Stock-market investors, especially the very bullish ones who have been proven right and have been richly rewarded in recent years, are in the midst of a gradual transition in their operating regime.
Their environment is moving away from comfortable reliance on central banks that are able and willing to support asset prices and toward a White House that appears less constrained by Congress in pursuing pro-growth policies, given the Republican majorities in both houses of Congress. Two events this week will attest to the speed of this transition, though without shedding much light on its potential effectiveness.
For much of the period since the 2008 global financial crisis, markets have been able to rely on central banks to repress financial volatility and boost asset prices — not as an end in itself for policy makers, but as a conduit to higher growth and faster balance-sheet repair. Over the last few weeks, however, the Federal Reserve — using the public reasoning of higher global growth and inflation — seems set to resume gradually lifting its foot off the accelerator. This includes a skillful and carefully orchestrated management of market expectations that, with the assist of solid data, has tripled the implied probability of a March Fed hike to almost 100 percent in just a few days; and without causing major disruptions to markets.

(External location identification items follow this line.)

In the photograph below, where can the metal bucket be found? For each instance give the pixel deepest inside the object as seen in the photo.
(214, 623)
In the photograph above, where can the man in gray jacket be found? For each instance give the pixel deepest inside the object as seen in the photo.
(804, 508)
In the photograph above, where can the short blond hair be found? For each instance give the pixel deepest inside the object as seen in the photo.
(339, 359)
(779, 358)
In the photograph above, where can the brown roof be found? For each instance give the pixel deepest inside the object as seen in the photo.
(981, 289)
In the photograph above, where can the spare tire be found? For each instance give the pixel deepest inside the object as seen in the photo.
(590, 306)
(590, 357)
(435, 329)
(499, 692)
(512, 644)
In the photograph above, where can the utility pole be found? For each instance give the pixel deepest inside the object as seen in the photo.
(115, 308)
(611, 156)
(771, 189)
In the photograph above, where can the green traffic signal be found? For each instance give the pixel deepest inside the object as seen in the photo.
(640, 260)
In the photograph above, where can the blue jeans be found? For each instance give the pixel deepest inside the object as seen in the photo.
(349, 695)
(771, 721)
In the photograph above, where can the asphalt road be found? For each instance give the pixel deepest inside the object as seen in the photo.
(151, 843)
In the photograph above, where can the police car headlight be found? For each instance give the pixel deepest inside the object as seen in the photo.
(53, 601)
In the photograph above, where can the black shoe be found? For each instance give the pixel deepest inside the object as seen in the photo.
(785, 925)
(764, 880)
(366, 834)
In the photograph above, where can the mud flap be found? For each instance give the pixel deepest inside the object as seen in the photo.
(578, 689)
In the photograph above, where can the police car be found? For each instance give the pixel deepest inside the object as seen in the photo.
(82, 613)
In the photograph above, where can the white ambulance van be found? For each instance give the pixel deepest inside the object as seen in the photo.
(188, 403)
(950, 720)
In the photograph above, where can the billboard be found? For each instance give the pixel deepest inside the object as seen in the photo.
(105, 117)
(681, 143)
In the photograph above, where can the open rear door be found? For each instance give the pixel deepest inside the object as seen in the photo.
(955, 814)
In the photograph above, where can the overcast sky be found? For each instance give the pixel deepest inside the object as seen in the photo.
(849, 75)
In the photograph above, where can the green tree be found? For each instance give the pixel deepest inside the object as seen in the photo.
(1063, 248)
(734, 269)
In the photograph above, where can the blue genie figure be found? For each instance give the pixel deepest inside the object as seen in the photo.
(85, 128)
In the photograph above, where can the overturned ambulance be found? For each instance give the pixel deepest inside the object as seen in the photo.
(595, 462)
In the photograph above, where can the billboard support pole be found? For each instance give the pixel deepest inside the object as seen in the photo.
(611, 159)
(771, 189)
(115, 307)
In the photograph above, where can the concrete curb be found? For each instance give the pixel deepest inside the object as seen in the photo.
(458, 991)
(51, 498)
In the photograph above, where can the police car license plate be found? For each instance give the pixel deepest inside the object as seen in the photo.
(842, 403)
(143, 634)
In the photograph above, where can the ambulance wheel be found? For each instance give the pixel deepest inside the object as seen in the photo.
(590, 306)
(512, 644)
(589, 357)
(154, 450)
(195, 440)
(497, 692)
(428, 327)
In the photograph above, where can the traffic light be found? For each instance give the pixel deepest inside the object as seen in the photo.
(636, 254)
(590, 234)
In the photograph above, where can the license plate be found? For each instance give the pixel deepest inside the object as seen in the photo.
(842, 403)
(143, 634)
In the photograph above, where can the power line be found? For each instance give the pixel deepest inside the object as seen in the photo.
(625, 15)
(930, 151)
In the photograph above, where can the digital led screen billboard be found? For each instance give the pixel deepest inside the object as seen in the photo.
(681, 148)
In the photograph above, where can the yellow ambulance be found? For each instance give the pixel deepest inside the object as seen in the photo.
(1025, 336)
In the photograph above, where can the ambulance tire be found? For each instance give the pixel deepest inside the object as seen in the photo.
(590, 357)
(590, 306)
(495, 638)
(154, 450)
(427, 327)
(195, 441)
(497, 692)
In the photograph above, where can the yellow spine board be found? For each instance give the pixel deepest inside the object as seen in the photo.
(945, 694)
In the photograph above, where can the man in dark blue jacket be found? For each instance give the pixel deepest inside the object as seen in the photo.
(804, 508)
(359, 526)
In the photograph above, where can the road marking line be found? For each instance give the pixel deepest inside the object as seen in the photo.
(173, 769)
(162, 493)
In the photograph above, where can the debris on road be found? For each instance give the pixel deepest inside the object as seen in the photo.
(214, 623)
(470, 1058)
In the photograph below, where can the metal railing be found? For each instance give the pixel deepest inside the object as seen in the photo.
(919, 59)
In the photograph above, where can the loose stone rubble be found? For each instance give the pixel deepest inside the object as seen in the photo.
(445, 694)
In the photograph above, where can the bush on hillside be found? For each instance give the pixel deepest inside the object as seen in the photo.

The Fed is not the only systemically important central bank that may be in transition mode, particularly given the growing awareness of the potential costs and risks of remaining too loose for too long. For its part, the European Central Bank has come under increasing pressure to consider reducing its balance-sheet support for markets as a prelude to abandoning negative policy rates. Meanwhile, the governor of the Bank of Japan has publicly questioned the continued effectiveness of a pedal-to-the-metal approach to unconventional monetary policy.
This change has not been of major concern to markets because of what Jonathan Ferro, the co-anchor of Bloomberg Television’s US morning show, has referred to as the “presidential put” — that is, the markets’ willingness to embrace prospects for pro-growth policies under the new Trump administration. This is due to two factors: repeated comments by President Donald Trump signaling his intention to pursue the trifecta of pro-growth measures involving deregulation, infrastructure and tax reform; and the reduced threat of paralyzing political gridlock on Capitol Hill.
In sum, the major question facing stock markets is less about the nature of the regime shift and more about its timing and effectiveness.
The ECB policy meeting on Thursday and Friday’s job report will have some influence on the speed of this transition.
Consensus expectations suggest that the ECB’s Governing Council will acknowledge the improved economic situation but refrain from any policy changes, especially given the proximity of the French election and the upcoming scheduled trigger of Brexit’s Article 50 by Prime Minister Theresa May’s government in the United Kingdom. The market regime transition would be accelerated, however, if the central bank also took this opportunity to change its forward guidance — away from signaling continued loose and, effectively, open-ended balance-sheet support to suggestions of a gradual taper over time.
On Friday, the US jobs report for February is likely to provide the final data point that the Fed needs to hike interest rates in its policy meeting next week. Indeed, only truly horrific job creation and wage data would dissuade the central bank at this point. And, alternatively, were the data to be extra strong — involving, for example, job creation of more than 200,000, a significant boost in wage growth and a stagnant labor participation rate that suggests limited slack remaining in the labor market — the Fed could even signal next week that the balance of risk to its baseline of three rate hikes this year has shifted to the upside. And this would be part of a change from data dependency to a more strategic approach to monetary policy.
When it comes to effectiveness, markets have yet to internalize the multiple dimensions associated with the simple fact that this is a different type of “put.”
On the positive side of the ledger, for example, transitioning from overreliance on central banks to a broader policy response has the potential to generate higher and more inclusive growth, as well as strengthen the underpinnings of genuine financial stability. Both of these would help validate existing asset prices and even push them higher over time in a sustainable fashion.
On the negative side, however, the new policy construct is less autonomous when it comes to implementation. Unlike the Fed, which can pursue measures without congressional approval (though that offers a significantly narrower policy set), the president needs congressional approval for a lot of what he has suggested for promoting growth. And such approval is subject to influences that go beyond the merit of the measures themselves. As an illustration, there is some concern that the administration’s taking on health care ahead of tax reform means the implementation of an important item of the pro-growth agenda could be delayed by political divisions over the effort to repeal and replace Obamacare.
The “central bank put” was extremely supportive of asset prices for several years. For the “presidential put” to be similarly beneficial, good policy making by the Trump administration would not prove sufficient unless it is accompanied by sound economic governance by Congress.